И никаких «пол-литра», только деньги! Старик вообще никогда не пил. Считал, что это мешает делу.
— Эх, сынок! — часто горестно восклицал он. — Вот бы жить где-то не здесь, а? А там!.. Там, где можно спокойно хорошо зарабатывать — и спокойно хорошо жить, не таиться!
— А мы разве плохо живём? — удивлялся Павлик.
— Плохо. По сравнению с тем, как могли бы — очень плохо…
Но и это «очень плохо» было таким, что батя, умерев, умудрился оставить единственному сыну сто тысяч на книжке (советскими рублями!). Правда, в разных сберкассах (мало ли что…), но что это меняет?
И тут грянула та самая «перестройка». Спасибо и низкий поклон одному человечку, который подсказал Пашке (ох и нюх был у мужика, царство ему небесное!):
— Павлик, ты не зевай. А то батино добро прахом пойдёт! Не для того мы с ним столько горбатились, чтобы наши дети остались с протянутой рукой. Шевелись, и быстро! Я верно знаю: через своих людей слышал!
Он и подсказал, во что вкладывать деньги:
— В золото, детка! Запомни и внукам передай: оно никогда в цене не падает, а только поднимается.
Но таких умных в стране нашлось и без Павлика немало, и очереди в ювелирные магазины начали напоминать хлебные во время войны. Приятель отца и тут помог (не бескорыстно, конечно; но что делать?): свёл с директором ювелирного, и Паша без проблем отоварился на всю сумму.
Да, вовремя!

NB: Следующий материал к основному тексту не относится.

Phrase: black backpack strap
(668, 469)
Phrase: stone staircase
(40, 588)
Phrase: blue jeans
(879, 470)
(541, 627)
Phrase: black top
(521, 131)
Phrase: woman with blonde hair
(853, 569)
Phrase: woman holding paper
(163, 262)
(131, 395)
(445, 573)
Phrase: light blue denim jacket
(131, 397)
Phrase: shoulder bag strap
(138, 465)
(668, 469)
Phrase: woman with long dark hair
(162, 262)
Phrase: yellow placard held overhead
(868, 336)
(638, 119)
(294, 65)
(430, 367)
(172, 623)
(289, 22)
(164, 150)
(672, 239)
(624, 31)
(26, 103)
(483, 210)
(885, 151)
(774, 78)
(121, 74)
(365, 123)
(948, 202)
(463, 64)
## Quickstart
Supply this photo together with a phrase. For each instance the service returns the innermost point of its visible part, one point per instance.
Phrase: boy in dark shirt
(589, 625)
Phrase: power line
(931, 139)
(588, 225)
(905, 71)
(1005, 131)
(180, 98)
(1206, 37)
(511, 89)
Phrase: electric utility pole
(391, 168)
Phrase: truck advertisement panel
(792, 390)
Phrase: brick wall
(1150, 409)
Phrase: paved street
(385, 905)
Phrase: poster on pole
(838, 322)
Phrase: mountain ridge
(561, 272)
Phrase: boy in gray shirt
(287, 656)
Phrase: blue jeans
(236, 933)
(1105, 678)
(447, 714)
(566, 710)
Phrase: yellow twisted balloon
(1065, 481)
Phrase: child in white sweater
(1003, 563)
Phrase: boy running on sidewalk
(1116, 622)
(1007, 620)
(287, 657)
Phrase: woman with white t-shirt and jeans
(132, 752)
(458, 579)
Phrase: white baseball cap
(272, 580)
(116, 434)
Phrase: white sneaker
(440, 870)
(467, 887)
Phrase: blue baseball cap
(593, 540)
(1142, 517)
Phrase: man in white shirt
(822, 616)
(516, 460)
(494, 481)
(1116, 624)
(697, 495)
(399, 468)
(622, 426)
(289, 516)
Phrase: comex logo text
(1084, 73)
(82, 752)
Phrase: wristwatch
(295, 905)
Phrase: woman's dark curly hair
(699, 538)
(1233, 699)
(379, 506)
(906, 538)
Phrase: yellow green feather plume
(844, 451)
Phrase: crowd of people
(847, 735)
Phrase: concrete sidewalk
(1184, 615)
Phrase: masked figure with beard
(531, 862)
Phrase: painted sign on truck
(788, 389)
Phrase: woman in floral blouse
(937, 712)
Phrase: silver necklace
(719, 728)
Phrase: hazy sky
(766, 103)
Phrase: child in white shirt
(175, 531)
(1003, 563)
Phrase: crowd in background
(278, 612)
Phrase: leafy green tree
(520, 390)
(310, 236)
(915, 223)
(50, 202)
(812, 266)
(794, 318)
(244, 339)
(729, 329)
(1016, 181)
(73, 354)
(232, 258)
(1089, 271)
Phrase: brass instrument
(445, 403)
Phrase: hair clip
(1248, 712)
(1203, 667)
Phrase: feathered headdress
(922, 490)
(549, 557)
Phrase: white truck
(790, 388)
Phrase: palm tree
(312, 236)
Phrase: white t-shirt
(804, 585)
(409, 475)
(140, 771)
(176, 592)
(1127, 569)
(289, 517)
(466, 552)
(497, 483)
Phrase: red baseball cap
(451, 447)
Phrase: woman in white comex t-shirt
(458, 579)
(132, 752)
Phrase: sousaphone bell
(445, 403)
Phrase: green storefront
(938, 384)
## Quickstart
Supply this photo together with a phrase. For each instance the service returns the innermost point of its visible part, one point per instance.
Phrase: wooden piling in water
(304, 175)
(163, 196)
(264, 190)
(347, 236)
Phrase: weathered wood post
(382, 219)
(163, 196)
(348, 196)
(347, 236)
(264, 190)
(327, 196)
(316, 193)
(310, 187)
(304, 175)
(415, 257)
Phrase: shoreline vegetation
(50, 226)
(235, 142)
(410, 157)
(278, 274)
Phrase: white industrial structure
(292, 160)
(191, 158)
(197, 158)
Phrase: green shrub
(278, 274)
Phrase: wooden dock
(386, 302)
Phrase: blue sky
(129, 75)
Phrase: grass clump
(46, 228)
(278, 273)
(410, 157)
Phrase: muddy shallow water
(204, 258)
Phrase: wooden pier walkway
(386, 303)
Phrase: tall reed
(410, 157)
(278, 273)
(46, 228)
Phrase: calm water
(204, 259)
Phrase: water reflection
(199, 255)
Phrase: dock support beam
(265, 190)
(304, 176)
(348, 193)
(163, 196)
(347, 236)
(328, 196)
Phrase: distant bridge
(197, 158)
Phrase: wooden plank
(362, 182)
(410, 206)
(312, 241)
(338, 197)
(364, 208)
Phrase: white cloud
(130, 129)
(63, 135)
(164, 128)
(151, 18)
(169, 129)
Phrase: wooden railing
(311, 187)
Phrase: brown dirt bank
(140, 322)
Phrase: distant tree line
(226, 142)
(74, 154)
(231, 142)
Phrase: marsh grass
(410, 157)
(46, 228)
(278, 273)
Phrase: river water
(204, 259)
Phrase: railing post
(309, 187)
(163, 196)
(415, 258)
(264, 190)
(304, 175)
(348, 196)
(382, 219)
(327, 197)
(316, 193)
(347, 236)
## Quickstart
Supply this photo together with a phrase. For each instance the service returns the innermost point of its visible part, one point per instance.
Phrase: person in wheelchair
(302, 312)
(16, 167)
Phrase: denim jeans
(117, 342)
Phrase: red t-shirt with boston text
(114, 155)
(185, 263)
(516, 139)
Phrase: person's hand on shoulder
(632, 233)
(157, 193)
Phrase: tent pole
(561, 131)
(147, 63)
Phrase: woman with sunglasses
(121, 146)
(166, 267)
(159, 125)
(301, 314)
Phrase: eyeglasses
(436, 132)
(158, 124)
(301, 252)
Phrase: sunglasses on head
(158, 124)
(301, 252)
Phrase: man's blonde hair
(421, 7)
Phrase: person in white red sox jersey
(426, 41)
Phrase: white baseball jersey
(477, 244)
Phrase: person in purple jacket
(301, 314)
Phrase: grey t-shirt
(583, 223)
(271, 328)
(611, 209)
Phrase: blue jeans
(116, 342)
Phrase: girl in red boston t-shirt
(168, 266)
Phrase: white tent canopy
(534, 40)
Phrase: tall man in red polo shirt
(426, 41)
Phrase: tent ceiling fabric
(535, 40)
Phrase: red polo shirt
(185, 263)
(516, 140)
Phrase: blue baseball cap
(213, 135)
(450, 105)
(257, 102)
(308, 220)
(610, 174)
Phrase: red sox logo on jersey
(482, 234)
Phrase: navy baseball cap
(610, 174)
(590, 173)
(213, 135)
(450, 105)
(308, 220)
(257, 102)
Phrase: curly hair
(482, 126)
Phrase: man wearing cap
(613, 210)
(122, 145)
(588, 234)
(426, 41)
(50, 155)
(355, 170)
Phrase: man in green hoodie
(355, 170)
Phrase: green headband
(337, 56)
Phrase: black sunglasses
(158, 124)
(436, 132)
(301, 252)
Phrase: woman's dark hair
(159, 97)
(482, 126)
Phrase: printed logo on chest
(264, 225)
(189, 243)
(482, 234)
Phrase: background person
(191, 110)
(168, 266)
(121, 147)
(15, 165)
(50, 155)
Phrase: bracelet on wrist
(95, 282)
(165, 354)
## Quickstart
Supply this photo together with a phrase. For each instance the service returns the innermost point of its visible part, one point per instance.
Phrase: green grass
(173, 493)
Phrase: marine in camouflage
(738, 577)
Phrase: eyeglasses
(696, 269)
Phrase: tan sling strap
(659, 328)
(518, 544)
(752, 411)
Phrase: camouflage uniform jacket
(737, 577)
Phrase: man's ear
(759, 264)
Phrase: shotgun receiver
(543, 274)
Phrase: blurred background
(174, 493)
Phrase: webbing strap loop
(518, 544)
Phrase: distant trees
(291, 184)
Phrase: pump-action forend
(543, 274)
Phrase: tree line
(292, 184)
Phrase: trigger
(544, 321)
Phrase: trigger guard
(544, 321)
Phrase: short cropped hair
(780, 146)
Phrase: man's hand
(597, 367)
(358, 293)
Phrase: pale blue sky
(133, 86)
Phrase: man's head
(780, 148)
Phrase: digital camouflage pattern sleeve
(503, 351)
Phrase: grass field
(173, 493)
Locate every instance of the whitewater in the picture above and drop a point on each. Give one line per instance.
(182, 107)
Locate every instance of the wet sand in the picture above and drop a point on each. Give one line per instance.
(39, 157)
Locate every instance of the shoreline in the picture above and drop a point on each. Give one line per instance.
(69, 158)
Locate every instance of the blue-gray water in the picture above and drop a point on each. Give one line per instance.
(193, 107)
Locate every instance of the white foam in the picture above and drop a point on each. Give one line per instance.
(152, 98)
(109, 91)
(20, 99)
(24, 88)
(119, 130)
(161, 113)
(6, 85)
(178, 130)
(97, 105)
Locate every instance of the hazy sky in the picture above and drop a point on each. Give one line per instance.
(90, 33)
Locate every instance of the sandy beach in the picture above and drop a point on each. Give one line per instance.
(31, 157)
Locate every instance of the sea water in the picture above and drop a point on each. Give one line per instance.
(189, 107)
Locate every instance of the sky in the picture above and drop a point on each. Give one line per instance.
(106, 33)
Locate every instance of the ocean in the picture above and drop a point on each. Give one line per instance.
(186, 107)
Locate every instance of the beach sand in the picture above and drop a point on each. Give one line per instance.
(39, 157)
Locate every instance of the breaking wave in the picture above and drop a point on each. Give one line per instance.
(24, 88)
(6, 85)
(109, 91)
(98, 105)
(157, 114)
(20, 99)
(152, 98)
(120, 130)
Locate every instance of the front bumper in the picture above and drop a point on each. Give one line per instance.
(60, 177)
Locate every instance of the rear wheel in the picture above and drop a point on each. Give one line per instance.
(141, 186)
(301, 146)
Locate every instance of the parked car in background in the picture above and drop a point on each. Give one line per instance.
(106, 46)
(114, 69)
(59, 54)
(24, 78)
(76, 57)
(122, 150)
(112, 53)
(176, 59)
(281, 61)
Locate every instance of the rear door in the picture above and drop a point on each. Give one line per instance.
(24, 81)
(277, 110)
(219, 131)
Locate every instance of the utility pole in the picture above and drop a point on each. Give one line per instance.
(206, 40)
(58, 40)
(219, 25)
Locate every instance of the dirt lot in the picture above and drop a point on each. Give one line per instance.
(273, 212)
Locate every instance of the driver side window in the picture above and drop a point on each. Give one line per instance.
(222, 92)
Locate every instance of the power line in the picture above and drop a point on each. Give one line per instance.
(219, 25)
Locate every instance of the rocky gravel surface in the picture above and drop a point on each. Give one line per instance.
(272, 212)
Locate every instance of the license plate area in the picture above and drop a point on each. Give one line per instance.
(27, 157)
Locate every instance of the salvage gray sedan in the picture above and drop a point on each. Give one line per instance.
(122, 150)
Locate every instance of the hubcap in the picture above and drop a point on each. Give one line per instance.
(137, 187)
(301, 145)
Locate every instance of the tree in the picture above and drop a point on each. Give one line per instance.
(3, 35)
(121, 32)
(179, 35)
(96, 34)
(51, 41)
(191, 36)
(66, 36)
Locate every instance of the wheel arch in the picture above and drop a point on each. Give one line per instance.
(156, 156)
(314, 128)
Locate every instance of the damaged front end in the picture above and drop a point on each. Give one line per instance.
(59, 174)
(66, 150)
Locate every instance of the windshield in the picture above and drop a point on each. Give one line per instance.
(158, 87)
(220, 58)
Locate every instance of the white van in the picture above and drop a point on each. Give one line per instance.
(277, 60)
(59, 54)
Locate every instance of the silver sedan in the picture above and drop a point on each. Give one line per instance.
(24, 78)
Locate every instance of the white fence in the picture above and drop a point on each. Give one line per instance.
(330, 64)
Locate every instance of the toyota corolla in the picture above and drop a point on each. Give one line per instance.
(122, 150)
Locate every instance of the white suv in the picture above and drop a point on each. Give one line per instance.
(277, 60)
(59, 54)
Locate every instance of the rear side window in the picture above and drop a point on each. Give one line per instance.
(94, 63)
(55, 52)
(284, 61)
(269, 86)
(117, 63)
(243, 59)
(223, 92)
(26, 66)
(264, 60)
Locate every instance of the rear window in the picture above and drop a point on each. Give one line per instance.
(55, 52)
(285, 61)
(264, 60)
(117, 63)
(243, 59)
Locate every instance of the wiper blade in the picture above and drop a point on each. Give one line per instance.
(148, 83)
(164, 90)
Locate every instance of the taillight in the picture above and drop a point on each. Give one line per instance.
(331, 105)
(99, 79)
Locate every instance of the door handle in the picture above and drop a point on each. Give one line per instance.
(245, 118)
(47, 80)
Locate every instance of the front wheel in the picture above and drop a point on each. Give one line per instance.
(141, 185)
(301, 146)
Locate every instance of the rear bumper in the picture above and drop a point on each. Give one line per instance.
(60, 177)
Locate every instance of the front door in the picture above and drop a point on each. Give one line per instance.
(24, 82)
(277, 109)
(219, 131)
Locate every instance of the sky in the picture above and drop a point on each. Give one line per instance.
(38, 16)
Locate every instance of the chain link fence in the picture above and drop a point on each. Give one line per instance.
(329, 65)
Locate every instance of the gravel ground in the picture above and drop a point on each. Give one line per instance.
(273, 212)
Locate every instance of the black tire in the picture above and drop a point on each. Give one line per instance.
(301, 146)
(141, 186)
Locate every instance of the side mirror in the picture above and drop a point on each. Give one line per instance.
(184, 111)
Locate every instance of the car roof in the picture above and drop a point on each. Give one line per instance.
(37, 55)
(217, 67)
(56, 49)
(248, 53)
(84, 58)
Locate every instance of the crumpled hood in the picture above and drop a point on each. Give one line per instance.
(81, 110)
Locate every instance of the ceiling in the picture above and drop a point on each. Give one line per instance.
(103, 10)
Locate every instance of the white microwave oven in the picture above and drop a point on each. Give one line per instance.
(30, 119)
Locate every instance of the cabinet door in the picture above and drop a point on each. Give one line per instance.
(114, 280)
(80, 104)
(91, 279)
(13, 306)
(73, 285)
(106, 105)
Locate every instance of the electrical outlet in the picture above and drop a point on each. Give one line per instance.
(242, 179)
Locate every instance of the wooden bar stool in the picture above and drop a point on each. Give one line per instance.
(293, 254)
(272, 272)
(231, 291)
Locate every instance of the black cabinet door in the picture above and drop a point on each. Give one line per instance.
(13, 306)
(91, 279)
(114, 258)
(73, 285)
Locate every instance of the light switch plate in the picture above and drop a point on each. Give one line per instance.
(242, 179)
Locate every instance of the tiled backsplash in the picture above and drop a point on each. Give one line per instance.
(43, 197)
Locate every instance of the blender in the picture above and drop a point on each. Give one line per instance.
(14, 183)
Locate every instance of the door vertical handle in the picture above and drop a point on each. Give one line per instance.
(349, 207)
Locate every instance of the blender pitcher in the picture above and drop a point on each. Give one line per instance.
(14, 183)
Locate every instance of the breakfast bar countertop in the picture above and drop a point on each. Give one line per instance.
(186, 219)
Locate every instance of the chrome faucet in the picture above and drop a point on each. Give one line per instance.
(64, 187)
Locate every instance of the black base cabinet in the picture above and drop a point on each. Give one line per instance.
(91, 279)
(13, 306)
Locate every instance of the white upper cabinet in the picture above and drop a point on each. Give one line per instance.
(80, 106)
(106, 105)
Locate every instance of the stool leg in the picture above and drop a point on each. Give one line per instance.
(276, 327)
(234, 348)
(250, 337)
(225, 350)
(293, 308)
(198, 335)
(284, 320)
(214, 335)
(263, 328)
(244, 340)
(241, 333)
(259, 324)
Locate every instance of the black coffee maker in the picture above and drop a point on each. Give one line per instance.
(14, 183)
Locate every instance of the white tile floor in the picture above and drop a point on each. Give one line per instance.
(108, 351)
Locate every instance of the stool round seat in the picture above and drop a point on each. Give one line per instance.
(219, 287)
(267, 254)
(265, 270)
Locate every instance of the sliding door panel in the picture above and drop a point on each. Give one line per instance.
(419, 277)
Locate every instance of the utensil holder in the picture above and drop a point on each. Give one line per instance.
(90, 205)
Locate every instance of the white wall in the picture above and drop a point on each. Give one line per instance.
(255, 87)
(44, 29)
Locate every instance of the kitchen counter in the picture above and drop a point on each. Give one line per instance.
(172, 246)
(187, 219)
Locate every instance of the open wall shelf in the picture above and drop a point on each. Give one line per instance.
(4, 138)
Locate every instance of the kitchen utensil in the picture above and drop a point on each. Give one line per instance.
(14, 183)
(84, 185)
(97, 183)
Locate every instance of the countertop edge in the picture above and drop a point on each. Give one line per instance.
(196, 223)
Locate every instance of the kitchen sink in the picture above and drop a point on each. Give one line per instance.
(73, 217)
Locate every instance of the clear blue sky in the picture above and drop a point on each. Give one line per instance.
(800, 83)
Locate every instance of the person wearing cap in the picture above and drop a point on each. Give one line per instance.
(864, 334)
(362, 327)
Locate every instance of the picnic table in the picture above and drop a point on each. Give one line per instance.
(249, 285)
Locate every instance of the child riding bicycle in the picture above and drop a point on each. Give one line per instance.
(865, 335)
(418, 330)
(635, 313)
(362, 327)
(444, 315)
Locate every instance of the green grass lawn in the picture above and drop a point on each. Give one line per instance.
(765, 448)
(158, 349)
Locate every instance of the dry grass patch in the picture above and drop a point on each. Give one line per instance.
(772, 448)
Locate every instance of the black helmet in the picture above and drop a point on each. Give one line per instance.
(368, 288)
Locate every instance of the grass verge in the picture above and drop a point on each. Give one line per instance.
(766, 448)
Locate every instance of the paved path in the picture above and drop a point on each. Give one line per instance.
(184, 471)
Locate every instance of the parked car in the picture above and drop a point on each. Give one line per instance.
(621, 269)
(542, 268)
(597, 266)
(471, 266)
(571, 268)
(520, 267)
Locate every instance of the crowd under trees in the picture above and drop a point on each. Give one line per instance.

Потом — несколько лет скромно переждал и вернул своё с лихвой, ещё и заработал втрое против прежнего.
И теперь, слава Богу, уже не надо было ни прятаться, ни бояться. Павлик в своё время уже выбился во вторые секретари обкома комсомола — и вместе с другими тихо и быстро, по накатанной номенклатурной лестнице, перетёк повыше. С комсомолом (впрочем, как и с партией) надо было заканчивать, и Величко сумел это сделать безболезненно. А что делать?
Ну а дальше — вот оно, то изобилие, о котором грезил отец. Павел без проблем отгрохал домину в два этажа, приобрёл иномарочку. В общем, как шутил один из близких друзей Павлика по комсомолу, Серёга Старков, «перестройку надо начинать с перестройки собственного жилища». Чистая правда.
В новый дом Павел въезжал с помпой, устроил сказочное новоселье: пусть все полопаются от зависти! В новую жизнь взял и Лену, папашкину сожительницу; она аж расплакалась от счастья:
— Павлик, я тебе в тягость не буду, не думай! Отслужу, сынок.
Так и сделала. Павлик вскоре женился (удачно; капитал — к капиталу) на дочке того самого, кто помог не разориться. Родились дети: сначала — сын, потом — дочка. Как по заказу.
Да и жизнь шла себе и шла; бывало, конечно, всякое; но всё это — мелкое и решаемое. Деньги делали своё главное дело: облегчали жизнь и украшали её по мере возникновения желаний.
А желания, конечно, были. Единственное горе, которое не поддавалось на посулы, — тяжёлая болезнь жены. Откуда и взялась, гадина? — не ясно. Ведь Вика с тех пор, как вышла замуж, и дня нигде не работала; ну буквально палец о палец не ударяла. Всё — Лена.